Deux ans après être sorti de son silence avec la parution de l’album Tour De France Soundtracks, et un an après la tournée mondiale ayant suivi la publication de ce disque, voici que déboule dans nos platines le premier album live officiel des pionniers allemands de l’électro : KRAFTWERK. (Concert Classics, sorti en 1998 sur le label Ranch Life, n’était apparemment que semi-officiel). Enregistré durant la tournée marathon de près de 70 dates qui marquait le retour sur scène des robots de Düsseldorf, Minimum-Maximum se pose d’emblée comme le témoignage sonore parfait du vif succès que remportèrent ces concerts.

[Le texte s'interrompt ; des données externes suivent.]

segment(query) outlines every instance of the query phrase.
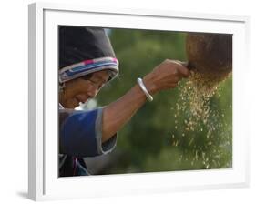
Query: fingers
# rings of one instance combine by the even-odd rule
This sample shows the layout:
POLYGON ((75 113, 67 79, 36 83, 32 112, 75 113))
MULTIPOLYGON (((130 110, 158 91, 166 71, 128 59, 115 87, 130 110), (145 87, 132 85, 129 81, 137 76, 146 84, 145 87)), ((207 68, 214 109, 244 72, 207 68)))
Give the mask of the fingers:
POLYGON ((177 71, 181 77, 189 77, 189 70, 188 69, 188 62, 180 62, 179 60, 171 60, 171 62, 179 65, 177 66, 177 71))

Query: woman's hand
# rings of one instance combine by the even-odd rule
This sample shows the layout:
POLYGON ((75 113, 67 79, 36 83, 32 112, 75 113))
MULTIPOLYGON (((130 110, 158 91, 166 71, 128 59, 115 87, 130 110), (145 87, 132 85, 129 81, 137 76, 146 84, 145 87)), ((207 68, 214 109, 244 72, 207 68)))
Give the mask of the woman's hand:
POLYGON ((159 91, 176 87, 178 82, 189 76, 189 69, 177 60, 166 59, 152 72, 143 77, 148 91, 153 95, 159 91))
MULTIPOLYGON (((144 78, 148 91, 153 95, 160 90, 173 88, 189 71, 181 62, 167 59, 157 66, 144 78)), ((128 92, 103 109, 102 142, 109 139, 147 101, 145 93, 136 84, 128 92)))

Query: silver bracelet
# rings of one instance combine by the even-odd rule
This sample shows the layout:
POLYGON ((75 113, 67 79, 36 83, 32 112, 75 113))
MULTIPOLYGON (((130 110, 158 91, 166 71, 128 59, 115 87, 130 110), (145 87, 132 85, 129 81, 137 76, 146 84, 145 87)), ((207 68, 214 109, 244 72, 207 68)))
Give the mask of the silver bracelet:
POLYGON ((147 90, 143 81, 141 78, 138 78, 137 79, 137 83, 138 84, 139 87, 142 89, 142 91, 144 92, 144 94, 146 95, 148 100, 149 102, 151 102, 153 100, 153 97, 148 93, 148 91, 147 90))

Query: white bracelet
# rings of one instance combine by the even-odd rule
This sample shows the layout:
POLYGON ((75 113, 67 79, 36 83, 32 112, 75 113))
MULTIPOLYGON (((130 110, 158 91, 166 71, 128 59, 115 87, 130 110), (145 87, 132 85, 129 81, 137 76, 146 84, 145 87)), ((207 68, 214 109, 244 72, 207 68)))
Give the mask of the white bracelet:
POLYGON ((148 100, 149 102, 151 102, 153 100, 153 97, 148 93, 148 91, 147 90, 143 81, 141 78, 138 78, 137 79, 137 83, 138 84, 139 87, 142 89, 142 91, 144 92, 144 94, 146 95, 148 100))

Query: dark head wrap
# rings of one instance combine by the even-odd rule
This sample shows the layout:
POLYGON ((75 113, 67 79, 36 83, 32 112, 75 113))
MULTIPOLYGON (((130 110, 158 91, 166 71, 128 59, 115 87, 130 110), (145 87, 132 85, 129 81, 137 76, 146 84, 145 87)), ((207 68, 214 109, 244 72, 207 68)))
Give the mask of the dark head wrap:
POLYGON ((58 28, 59 82, 97 71, 118 73, 110 41, 103 28, 60 26, 58 28))

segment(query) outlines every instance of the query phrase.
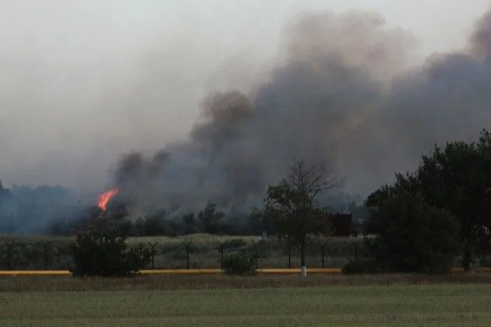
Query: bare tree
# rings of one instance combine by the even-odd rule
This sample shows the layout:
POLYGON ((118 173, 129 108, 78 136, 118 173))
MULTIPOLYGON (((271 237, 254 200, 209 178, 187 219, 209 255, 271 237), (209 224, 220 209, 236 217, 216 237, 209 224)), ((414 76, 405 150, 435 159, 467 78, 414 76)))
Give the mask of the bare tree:
POLYGON ((272 220, 280 238, 300 250, 302 274, 305 276, 307 247, 328 223, 318 197, 341 182, 323 164, 308 165, 300 160, 289 168, 287 178, 268 187, 264 215, 272 220))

Vingt-deux titres nous sont proposés sur ce double CD apte à faire danser vos enceintes et à faire vibrer le plancher de votre salon.

De Autobahn à Tour De France, tous les morceaux ayant forgé la légende du groupe se trouvent présentés ici dans des versions nouvelles et inédites qui nous démontrent s’il en était encore besoin combien la musique de Ralf HÜTTER et Florian SCHNEIDER-ESLEBEN, épaulés pour l’occasion de Fritz HILPERT et de Henning SCHMITZ, se veut être intemporelle et véritablement unique en son genre. Car c’est bien là toute la force de KRAFTWERK, à l’heure où la musique électronique est devenue monnaie courante et que les oreilles de tout un chacun y ont goûté, d’avoir su rester différente malgré tout et – mais c’est subjectif – nettement plus convaincante et efficace. Cette électro-là est jouissive et se situe à des années-lumière des bpm(s) faisant les choux gras des artistes techno s’étant d’ailleurs plus que fortement inspirés de KRAFTWERK. On ne devient pas le groupe le plus samplé au monde par hasard…

Et si KRAFTWERK est si différent, c’est que son idée de base est le titre de cet album justement. Minimum-Maximum. Un minimum de choses pour un maximum d’effets. Aucune surenchère, aucun ajout superflu. Juste l’essentiel, au bon moment et au bon endroit, pour un impact maximum. Maître mot : sobriété. Sobriété des pochettes emballant les disques, sobriété des propos donnés au cours des rares interviews, sobriété des visuels, sobriété dans les textes, et sobriété dans la musique. Aucun effet tape-à-l’œil dans la musique de KRAFTWERK. Juste des mélodies imparables jouées sur des rythmes concis et en parfaite osmose, le tout habillé par des sons justes, précis, et éminemment suggestifs des ambiances qu’ils distillent. Les sons de KRAFTWERK ne vieillissent pas.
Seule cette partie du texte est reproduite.